At that time, scientists did not understand how B cells could generate such a diversity. Millions of B cells are continuously produced in the bone marrow, each with a different BCR. The diversity mechanism was finally explained through advances in molecular biology. Antibody genes are assembled from gene segments through a process called V(D)J recombination, generating enormous diversity. This discovery earned Susumu Tonegawa the Nobel Prize.
My research addressed a different question: how B cells are activated. I discovered that the membrane-bound immunoglobulin on the B cell surface is associated with two additional proteins that together form the BCR. The binding of a cognate antigen to this BCR complex triggers intracellular signaling and activates the expansion and differentiation of B cell to antibody producing plasma cells.
A more profound knowledge of BCR signaling is also relevant for a better treatment of cancer diseases such as leukemia and lymphomas. These B-cell tumors are driven by a deregulated BCR signal. Some viruses can also transform B cells and induce tumor formation through similar mechanisms.

  • With this knowledge, immunotherapy has advanced significantly. Could it be a universal solution for diseases?

There have been major successes. Monoclonal antibodies such as Rituximab eliminate B cells by targeting CD20. This therapy is now used in the treatment of severe autoimmune diseases such as multiple sclerosis (MS). However, the anti-CD20 antibody therapy also removes healthy B cells, leading to temporary immune deficiency. Our recent research (described in a manuscript that is just been accepted for publication in EMBO Journal) has shown that CD20 plays a role in keeping B cells in a resting state. This illustrates how scientific understanding evolves: therapies may exist before their mechanisms are fully understood but a better understanding can then improve the therapies.

  • You mentioned at the beginning that you are a motif hunter and that, as a dyslexic scientist, you have the advantage to recognize patterns in protein sequences where other people only see letters.

Yes, for a long time dyslexia was regarded as a neurological disorder of children who fail to easily attain the skills of reading and writing.
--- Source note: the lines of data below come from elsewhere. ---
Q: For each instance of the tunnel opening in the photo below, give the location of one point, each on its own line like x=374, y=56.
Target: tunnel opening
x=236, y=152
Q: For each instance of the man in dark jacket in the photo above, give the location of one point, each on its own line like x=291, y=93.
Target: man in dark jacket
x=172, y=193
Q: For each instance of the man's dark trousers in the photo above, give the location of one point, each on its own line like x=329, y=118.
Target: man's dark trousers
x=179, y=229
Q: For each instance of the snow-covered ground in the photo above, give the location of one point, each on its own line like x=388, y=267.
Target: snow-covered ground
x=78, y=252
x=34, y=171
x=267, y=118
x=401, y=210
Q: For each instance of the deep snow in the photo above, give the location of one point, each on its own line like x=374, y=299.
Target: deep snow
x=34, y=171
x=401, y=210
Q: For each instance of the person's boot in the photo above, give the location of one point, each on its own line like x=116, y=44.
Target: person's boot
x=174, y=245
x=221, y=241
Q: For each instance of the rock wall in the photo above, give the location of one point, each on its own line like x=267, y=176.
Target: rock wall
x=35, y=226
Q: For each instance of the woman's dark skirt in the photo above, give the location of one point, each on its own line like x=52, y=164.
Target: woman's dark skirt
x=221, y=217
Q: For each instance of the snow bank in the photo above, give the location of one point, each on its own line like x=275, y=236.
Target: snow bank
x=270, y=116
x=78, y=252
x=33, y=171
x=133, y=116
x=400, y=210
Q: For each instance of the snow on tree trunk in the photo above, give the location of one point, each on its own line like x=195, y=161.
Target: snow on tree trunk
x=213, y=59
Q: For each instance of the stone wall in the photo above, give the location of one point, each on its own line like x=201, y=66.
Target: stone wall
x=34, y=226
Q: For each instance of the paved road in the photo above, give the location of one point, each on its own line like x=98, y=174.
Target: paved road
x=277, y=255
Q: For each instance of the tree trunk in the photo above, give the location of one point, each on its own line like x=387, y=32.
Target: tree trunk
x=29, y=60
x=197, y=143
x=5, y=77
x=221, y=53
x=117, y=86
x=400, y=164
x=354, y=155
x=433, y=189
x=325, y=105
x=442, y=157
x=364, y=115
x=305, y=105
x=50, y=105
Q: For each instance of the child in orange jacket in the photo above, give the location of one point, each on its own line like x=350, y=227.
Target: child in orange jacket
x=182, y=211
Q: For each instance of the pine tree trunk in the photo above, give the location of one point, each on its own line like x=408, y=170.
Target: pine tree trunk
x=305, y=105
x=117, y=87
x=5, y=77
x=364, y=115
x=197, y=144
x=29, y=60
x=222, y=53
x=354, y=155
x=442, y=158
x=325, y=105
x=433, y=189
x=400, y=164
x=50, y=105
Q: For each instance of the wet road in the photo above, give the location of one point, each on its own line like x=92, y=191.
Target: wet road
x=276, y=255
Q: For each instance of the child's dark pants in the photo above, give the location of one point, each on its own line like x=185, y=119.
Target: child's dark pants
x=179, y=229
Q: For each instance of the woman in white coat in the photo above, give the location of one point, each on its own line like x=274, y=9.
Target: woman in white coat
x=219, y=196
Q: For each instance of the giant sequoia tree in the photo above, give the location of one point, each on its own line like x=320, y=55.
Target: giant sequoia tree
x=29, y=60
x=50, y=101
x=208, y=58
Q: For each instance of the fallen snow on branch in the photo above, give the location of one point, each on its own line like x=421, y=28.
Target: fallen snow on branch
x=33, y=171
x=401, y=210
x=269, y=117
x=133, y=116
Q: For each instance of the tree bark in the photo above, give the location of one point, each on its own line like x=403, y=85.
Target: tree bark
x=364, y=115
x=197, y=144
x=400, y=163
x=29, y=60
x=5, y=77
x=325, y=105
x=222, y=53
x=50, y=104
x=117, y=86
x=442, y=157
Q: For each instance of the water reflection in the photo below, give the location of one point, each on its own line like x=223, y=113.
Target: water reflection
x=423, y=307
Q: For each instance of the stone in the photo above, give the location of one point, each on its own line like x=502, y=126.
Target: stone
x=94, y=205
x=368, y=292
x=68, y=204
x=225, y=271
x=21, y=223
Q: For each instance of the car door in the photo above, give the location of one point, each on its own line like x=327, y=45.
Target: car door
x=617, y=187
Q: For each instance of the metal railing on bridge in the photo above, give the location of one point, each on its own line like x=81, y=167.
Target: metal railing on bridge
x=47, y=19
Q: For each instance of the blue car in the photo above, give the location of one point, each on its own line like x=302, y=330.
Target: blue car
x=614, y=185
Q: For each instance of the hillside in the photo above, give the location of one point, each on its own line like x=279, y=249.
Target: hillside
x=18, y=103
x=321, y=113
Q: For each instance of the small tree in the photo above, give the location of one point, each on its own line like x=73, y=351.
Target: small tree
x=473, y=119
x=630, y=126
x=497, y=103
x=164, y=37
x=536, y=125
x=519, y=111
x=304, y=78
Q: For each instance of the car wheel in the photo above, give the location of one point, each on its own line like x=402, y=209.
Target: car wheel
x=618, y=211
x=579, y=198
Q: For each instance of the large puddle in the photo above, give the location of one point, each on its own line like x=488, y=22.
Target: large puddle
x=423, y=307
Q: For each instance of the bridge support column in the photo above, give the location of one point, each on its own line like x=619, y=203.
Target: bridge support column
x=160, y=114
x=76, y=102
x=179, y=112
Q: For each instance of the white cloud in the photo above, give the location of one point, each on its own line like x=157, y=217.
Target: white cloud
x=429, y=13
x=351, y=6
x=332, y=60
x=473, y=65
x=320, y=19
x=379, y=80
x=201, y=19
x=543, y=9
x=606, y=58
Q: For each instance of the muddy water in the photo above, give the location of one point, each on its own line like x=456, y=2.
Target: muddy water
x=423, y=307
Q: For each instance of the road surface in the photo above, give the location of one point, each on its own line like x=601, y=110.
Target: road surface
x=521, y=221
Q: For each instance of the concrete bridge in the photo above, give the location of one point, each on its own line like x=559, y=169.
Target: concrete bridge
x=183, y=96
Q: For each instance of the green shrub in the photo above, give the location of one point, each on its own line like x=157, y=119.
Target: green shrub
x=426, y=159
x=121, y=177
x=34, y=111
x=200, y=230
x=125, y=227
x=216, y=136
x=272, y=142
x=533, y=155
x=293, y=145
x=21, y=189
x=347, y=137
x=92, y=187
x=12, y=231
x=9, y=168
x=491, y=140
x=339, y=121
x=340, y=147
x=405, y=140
Such children were often counter selected by the school system and prevented from obtaining a higher education. For me this was particularly bad, as the German school system in the 1950s was run by teachers that grew up with an ideology favoring the elimination of the unfit. It was only due to my father, who did not accept the verdict, that his son was an idiot, that I managed to survive this system and finally could study biology.

Newer research now suggests that dyslexia is not at all a disorder but a specialization in exploration, that was selected during human evolution. People with dyslexia (and these can be up to 10-20% of a population) are specialized to explore the unknown and this can play a fundamental role in human adaptation to changing environments. Thus, without dyslexic people and their explorative hunter and gatherer skills, humanity would not have survived tough times during the last 300.000 years of its evolution. But then 5.000 years ago with the advent of written languages and their importance for cultural development, brains with rapid automated processing skills had an advantage over explorative brains and the readers and writers were the winners of this development. However, now with the help of computers and AI tools, explorative brains may play again an important role in human evolution if we manage not to destroy our planet during this time. I am approaching the end of my scientific career but I think my recent ICOM discovery will be an important contribution for the better understanding of immunological and other receptors of the cell surface and the regulation of the immune system in health and disease once it becomes accepted.